Moreover, the government has already laid out a plan to gradually reduce the corporate tax rate over the next few years. Starting in 2026, the rate will drop to 43%, and by 2027, it will further decrease to 42%. This rise in tax rates is projected to have an impact on earnings across the sector.
According to a report of Arif Habib a 10% reduction in banking sector earnings in CY24, 8% in CY25, and 6% in CY26. This increase in tax is expected to generate between PKR 62 billion to 65 billion in total revenue from all banks in the current year.

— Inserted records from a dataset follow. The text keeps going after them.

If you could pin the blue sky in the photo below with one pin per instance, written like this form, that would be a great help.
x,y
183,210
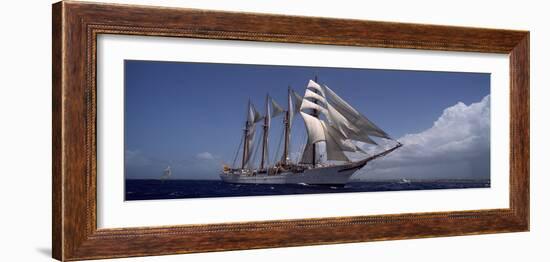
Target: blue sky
x,y
190,115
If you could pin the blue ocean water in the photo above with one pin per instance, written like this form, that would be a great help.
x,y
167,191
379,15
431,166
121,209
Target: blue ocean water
x,y
149,189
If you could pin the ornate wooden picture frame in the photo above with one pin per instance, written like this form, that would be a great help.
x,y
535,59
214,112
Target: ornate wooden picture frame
x,y
76,26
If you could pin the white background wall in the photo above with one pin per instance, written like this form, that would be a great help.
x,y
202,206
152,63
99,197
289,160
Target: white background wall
x,y
25,149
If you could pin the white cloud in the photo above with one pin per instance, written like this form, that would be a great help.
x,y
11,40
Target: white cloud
x,y
456,146
205,156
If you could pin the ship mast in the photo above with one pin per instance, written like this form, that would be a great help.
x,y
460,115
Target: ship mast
x,y
245,135
287,129
314,145
265,134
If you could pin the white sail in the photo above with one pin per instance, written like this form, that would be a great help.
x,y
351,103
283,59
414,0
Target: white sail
x,y
314,128
253,116
344,124
306,104
315,86
307,155
334,145
359,121
276,109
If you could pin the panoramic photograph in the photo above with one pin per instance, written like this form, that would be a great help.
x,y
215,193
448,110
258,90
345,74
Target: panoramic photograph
x,y
200,130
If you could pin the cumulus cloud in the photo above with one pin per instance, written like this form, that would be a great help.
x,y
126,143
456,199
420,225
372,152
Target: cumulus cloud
x,y
205,156
456,146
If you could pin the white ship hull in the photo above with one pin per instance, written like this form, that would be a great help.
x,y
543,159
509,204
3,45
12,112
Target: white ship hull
x,y
331,175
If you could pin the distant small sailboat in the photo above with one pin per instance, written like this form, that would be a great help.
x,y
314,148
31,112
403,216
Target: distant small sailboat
x,y
167,173
404,181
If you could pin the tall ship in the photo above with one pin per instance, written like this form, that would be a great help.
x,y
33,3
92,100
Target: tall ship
x,y
333,129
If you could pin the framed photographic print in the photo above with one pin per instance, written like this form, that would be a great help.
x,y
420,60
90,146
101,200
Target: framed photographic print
x,y
182,130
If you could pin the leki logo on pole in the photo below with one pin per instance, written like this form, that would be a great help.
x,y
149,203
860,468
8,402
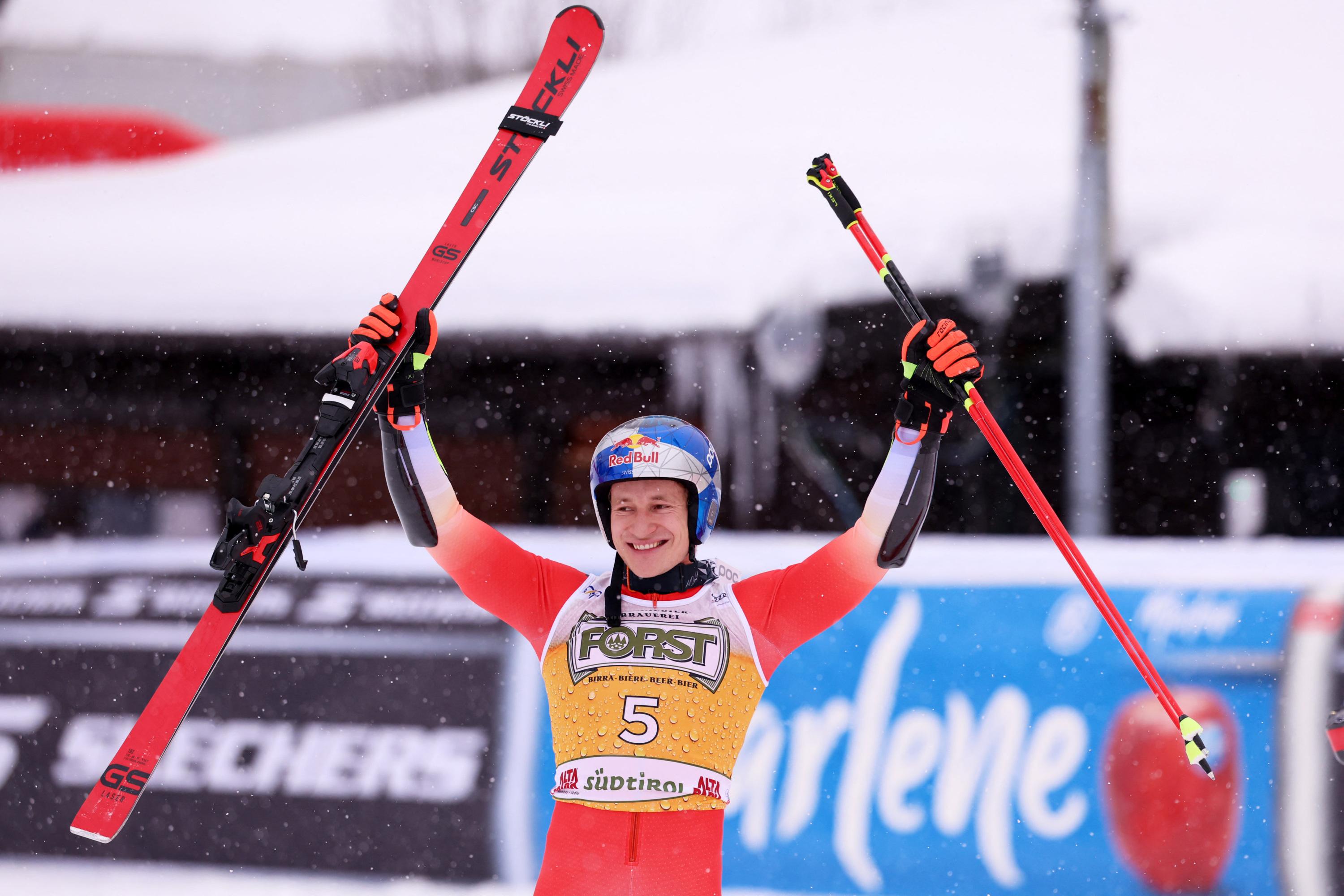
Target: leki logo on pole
x,y
698,649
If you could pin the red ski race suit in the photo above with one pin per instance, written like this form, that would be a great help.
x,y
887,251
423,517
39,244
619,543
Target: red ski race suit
x,y
647,718
655,845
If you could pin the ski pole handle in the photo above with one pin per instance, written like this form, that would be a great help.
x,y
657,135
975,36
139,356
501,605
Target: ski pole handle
x,y
835,197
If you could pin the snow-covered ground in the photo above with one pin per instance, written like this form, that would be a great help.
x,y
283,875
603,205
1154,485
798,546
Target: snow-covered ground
x,y
674,199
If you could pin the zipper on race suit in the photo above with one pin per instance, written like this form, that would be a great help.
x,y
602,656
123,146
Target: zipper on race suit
x,y
632,848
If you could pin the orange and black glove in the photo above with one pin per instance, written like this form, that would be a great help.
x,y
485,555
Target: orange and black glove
x,y
370,347
936,375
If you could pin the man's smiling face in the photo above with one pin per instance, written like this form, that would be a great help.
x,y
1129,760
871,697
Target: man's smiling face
x,y
650,524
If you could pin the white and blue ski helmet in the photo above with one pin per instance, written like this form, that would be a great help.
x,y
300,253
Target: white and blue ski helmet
x,y
659,448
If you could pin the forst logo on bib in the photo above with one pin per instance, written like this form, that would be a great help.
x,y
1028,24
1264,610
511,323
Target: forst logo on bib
x,y
643,449
698,649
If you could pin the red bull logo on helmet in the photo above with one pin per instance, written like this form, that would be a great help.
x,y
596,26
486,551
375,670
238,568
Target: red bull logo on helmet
x,y
643,449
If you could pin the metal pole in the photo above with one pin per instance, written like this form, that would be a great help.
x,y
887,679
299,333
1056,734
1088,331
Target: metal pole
x,y
1088,383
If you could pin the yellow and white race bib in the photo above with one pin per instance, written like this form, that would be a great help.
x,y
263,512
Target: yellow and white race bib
x,y
650,716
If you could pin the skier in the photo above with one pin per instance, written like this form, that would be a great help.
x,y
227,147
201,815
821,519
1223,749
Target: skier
x,y
652,671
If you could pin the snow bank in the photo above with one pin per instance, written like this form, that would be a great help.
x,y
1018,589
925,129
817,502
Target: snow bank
x,y
675,199
943,560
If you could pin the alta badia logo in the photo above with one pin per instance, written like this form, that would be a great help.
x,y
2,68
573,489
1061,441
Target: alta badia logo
x,y
698,649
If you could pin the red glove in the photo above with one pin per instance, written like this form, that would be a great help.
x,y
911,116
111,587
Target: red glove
x,y
933,386
381,324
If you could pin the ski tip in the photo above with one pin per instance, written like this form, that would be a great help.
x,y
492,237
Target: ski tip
x,y
90,835
589,10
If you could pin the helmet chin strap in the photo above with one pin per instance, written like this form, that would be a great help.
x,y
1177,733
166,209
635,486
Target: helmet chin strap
x,y
613,593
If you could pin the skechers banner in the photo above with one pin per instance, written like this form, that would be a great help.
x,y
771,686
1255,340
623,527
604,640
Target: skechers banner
x,y
343,710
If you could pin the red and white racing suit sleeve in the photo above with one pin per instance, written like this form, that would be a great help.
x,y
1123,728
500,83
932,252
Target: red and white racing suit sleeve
x,y
518,586
791,606
521,587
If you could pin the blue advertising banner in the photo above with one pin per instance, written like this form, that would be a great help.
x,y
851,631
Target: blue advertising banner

It will help government achieve its tax collection targets.
The report said that the banking sector faces immediate challenges in terms of tax burdens and profitability, the abolition of the ADR tax has provided a much-needed sense of clarity.
For much of the past two years, banks have operated in an environment of uncertainty, constantly adjusting to shifting tax policies and regulatory demands.
The removal of the ADR tax has offered a degree of stability, allowing banks to refocus on their core operations without the looming pressure of meeting ADR targets just to avoid additional tax costs.
This clarity is crucial for investors and analysts, as it paves the way for more predictable earnings trajectories. While the increased tax rates will undoubtedly have a negative impact on earnings per share (EPS) in the short term, the elimination of the ADR-related tax is expected to allow banks to better manage their lending activities moving forward.